あと、この人って、劇中で笑ってる時でも、たまにマジで笑ってるように見えるのが、それがすごく印象的ですね。ほんとうに可笑しいんだなぁ、って実感させてくれます。

但し、デジ・アーネスの実生活はかなりなプレイボーイの上、典型的なハリウッド型の派手な生活をしていたらしく、ルーシー(ルシル・ボール)も苦労したらしいです。そんな事実を知っていると、ちょっと複雑な気分にもなります。




エセル・マーツ(ビビアン・バンス)
・・・リカード夫婦の住んでるアパートの管理人の奥さん。

この人がいないとルーシーはほんとに困ります。毎回の陰謀に欠かせない相棒ですから。冷静、かつ天然ボケ。彼女の驚いた時の顔の表情がいい!、ほんと笑わせてくれます。
ルシル・ボールの欠かせない共演者であることは、次回作、ルーシー・ショーまで共演していることでもわかります。ルーシーの自伝の中でも、仕事上のパートナーとしての彼女との関係の重要性を語っています。




フレッド・マーツ(ウイリアム・フローレイ)
・・・エセルの御主人、つまりアパートの管理人であるフレッドです。

彼もボケ役ですが、いつも彼の皮肉混じりの一言で爆笑になります。残念ながら、わたしは英語がちゃんと分からないので、いつも悔しい思いをします。
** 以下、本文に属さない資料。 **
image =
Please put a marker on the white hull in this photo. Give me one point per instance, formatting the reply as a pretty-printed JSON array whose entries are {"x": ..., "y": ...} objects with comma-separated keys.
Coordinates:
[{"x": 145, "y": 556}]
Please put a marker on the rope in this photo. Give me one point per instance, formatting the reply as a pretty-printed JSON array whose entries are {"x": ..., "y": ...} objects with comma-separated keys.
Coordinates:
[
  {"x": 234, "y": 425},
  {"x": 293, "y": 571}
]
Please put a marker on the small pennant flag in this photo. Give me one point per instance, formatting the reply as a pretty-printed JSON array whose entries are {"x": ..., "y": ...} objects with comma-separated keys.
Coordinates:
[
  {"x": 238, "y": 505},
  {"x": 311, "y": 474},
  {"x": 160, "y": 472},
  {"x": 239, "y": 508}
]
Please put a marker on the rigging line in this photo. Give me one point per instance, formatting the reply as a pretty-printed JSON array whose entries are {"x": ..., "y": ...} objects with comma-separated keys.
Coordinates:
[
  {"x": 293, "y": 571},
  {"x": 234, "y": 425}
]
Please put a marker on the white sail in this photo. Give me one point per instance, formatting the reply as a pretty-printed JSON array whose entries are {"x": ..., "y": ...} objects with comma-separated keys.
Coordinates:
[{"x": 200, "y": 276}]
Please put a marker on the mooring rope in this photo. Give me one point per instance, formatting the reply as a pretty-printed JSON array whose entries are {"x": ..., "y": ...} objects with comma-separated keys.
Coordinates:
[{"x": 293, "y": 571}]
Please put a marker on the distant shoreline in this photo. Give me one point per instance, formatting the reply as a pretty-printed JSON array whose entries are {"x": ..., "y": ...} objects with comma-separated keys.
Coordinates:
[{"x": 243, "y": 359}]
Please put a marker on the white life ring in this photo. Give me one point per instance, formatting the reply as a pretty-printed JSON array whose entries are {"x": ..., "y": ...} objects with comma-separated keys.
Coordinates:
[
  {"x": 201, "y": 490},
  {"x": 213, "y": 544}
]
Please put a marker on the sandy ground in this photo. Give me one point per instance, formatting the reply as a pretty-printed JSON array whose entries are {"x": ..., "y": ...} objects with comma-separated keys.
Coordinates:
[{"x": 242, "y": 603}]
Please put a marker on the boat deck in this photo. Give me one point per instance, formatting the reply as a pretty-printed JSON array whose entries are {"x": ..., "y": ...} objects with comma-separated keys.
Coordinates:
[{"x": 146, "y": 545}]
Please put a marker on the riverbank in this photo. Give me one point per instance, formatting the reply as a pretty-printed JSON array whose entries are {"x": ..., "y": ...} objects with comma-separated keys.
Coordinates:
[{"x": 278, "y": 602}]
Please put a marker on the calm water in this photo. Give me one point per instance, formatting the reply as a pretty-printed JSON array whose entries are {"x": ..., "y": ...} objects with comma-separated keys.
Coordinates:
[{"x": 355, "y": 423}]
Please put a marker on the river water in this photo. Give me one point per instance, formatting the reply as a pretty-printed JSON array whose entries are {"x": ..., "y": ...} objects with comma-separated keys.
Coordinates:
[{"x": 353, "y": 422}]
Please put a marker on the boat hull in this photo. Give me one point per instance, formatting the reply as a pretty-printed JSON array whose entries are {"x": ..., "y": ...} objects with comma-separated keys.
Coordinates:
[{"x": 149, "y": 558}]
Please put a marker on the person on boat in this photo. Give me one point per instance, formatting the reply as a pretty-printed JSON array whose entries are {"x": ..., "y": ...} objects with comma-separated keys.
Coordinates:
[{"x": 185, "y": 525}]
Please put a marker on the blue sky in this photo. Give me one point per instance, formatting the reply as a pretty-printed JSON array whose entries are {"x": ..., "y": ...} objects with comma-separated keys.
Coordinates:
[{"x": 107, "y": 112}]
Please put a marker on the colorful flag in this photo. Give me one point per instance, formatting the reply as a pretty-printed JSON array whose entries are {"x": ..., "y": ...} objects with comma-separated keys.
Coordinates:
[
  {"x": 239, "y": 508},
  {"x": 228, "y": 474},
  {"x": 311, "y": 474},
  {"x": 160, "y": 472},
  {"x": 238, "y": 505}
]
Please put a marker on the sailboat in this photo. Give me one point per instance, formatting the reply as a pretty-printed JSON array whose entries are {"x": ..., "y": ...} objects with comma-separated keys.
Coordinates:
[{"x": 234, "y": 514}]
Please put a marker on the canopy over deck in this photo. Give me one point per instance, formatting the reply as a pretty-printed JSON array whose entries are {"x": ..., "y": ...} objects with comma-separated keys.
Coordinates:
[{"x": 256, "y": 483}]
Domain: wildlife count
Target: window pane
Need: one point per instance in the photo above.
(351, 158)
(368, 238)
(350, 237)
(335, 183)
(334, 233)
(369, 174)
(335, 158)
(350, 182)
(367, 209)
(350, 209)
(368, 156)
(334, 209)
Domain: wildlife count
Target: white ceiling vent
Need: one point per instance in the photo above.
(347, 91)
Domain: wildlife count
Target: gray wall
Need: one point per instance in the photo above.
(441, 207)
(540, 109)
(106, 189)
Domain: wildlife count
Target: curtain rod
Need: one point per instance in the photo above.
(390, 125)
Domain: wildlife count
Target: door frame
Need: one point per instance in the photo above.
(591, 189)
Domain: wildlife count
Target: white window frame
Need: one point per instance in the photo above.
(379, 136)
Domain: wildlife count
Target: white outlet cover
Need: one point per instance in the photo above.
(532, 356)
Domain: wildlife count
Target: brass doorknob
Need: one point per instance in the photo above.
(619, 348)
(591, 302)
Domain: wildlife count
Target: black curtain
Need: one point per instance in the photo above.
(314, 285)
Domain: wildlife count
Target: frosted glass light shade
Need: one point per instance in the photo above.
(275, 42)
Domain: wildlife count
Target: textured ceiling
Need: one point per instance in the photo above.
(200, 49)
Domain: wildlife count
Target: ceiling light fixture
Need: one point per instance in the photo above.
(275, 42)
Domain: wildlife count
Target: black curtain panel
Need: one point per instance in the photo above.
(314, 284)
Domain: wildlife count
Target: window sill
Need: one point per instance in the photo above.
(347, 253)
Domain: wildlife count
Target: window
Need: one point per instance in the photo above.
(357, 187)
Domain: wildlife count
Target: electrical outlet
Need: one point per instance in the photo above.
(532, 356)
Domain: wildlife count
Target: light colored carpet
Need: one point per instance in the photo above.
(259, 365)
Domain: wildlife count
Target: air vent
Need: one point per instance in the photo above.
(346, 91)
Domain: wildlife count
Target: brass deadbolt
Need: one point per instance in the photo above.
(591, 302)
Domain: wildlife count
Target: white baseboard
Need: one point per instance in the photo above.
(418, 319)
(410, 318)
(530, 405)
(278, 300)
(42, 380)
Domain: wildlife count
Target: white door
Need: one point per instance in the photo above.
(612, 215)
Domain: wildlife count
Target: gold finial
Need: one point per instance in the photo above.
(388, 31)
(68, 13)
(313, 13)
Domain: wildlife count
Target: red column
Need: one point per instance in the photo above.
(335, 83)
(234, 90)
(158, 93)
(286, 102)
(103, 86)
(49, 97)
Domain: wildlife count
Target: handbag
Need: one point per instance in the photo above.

ルーシーとエセルの関係が、リッキーとフレッドのそれと全く同じであります。番組はこの2組のばかし合いがキーになっています。

この役者、ウイリアム・フローレイさんはキャリアの古い方で、確か”スミス都に行く”か、”34番外の奇跡(オリジナル)”に出演していました。アイラブルーシー終了後の続編番組、ルーシー・ショーに1度だけゲスト出演もされています。

ルーシーの自伝によると、普段の生活でもほんとうの大ボケの人だったようです。

追記:フレッドことフローレイさんは10年ほどのホテル暮らしの後、そのホテル("The Knickerbocker Hotel")の前で心臓発作で倒れ、亡くなられたそうです。なんだか寂しい事実ですね。以上は、Little lucyさんからの情報でした。どうもありがとう。(2000年11月)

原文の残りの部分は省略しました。